Lot of injured egos.


----------



## weagle (Nov 15, 2014)

Good game all around by the dogs.  Great game plan and execution, limited the penalties and no turnovers.

My Tigers just spun their wheels.  I didn't see any lack of effort.  We were just a beat off in all phases.


----------



## DSGB (Nov 15, 2014)

Bassquatch said:


> Chubb is going places. Reminds me of Knowshon in his ability to duck, bob, cut, and weave....and maybe a little harder to get on the ground. I hope he plays through this senior year.



Not happening these days.


----------



## GoldDot40 (Nov 15, 2014)

Commentator should keep his day job...


----------



## Hardwoods (Nov 15, 2014)

Mizzou up by 7. Go Aggies!


----------



## DSGB (Nov 15, 2014)

Boom!


----------



## GoldDot40 (Nov 15, 2014)

Gurley definitely did his part in this game. He was able to gain some yards and some points while giving Chubb a chance to catch his breath. Hopefully his injury is recoverable.


----------



## hayseed_theology (Nov 15, 2014)

weagle said:


> Good game all around by the dogs.  Great game plan and execution, limited the penalties and no turnovers.
> 
> My Tigers just spun their wheels.  I didn't see any lack of effort.  We were just a beat off in all phases.



The game felt a lot closer than the score indicates.


----------



## Hardwoods (Nov 15, 2014)

Another turnover? Why not? Go Dawgs!!


----------



## DSGB (Nov 15, 2014)

If it wasn't over, it is now.


----------



## KyDawg (Nov 15, 2014)

Close to a boatrace.


----------



## GoldDot40 (Nov 15, 2014)

Might want to slip some fresh hand warmers in those gloves.


----------



## nickel back (Nov 15, 2014)

Good stuff......GO!!DAWGS!!


----------



## deerbandit (Nov 15, 2014)

Guys I hate to say it but I beat its an ACL with the way the players are coming up to him, knee completely wrapped in ice, and helmet not in sight. Guess we will tell when he walks off the field.


----------



## Geffellz18 (Nov 15, 2014)

Bama wins and Aubbie goes down.

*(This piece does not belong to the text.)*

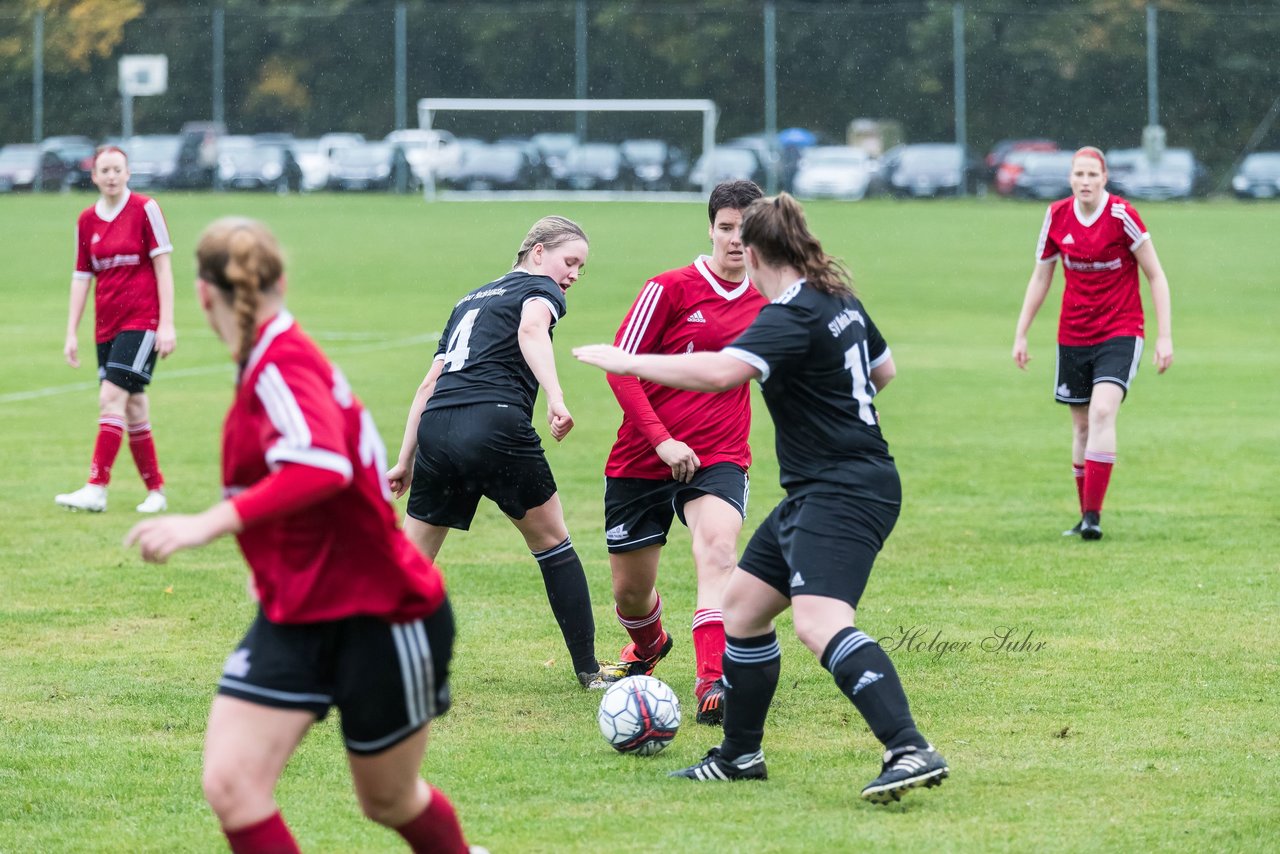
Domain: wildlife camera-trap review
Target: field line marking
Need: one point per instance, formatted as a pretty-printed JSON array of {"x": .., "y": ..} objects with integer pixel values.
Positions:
[{"x": 50, "y": 391}]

I have to say it was a good day!

Congrats to the Dawgs! Completely dominated the barn. 

Hope Bama and UGA head up in the SECCG again. Would be another slugfest. Just one more game to go to make it in.


----------



## weagle (Nov 15, 2014)

hayseed_theology said:


> The game felt a lot closer than the score indicates.



When I really felt we were in trouble was after we stopped UGA on the first drive of the second half.  Then Nick threw 2 perfect long balls that were dropped and then we sputtered and punted.  We never recovered.


----------



## Old Dead River (Nov 15, 2014)

been watching fsu/Miami, couldn't believe the clinic uga are running. my coworkers will be happy


----------



## Hardwoods (Nov 15, 2014)

I never would have thought we would be putting our backups in against Auburn. Lol


----------



## Old Dead River (Nov 15, 2014)

Geffellz18 said:


> Bama wins and Aubbie goes down. I have to say it was a good day!
> 
> Congrats to the Dawgs! Completely dominated the barn.
> 
> Hope Bama and UGA head up in the SECCG again. Would be another slugfest. Just one more game to go to make it in.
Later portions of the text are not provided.